SIÉLLYSSON - Hoje se pudesse voltar ao tempo, você voltaria para Santa Rita?

MARIA DE LOURDES: - Se eu pudesse voltar no tempo não sairia de Santa Rita teria vivido lá todos os meus dias. Mas se fosse hoje a minha vida nessa cidade eu não voltaria, pois minha família é erradicada aqui. Tenho netos, bisnetos, genro, nora etc. Amo muito minha família. Também minha Santa Rita não existe mais! Como disse um filósofo: "passado são só lembranças, o futuro é um sonho. Temo que viver o hoje, porque o hoje amanhã será ontem".
SIÉLLYSSON - Que mensagem você quer deixar para os leitores desse blog?

MARIA DE LOURDES: - A mensagem que deixo para os leitores desse blog é que não tenham medo de enfrentar seus fantasmas, de ressuscitar seus anjos e demônios, que peguem caneta e papel e escrevam a história de suas vidas, seja o que tenha acontecido de bom e de ruim. Todos nós temos um passado. Os que ainda não têm, estão acumulando experiência e formando um.
Encerro agradecendo a você, Prof.

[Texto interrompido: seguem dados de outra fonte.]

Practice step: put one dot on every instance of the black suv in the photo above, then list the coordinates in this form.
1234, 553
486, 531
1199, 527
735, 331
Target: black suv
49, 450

Siéllysson, à oportunidade que me deu para falar um pouco da minha pessoa. Agradeço também ao Universo por está viva para conhecer uma pessoa tão especial que surgiu em minha vida e que tenho certeza não foi por acaso.
"Nam-miohô-renguê-kyô".

A imagem acima é a poetisa Maria de Lourdes Ferreira em 1952 quando era moradora de Santa Rita. Acervo pessoal da poetisa.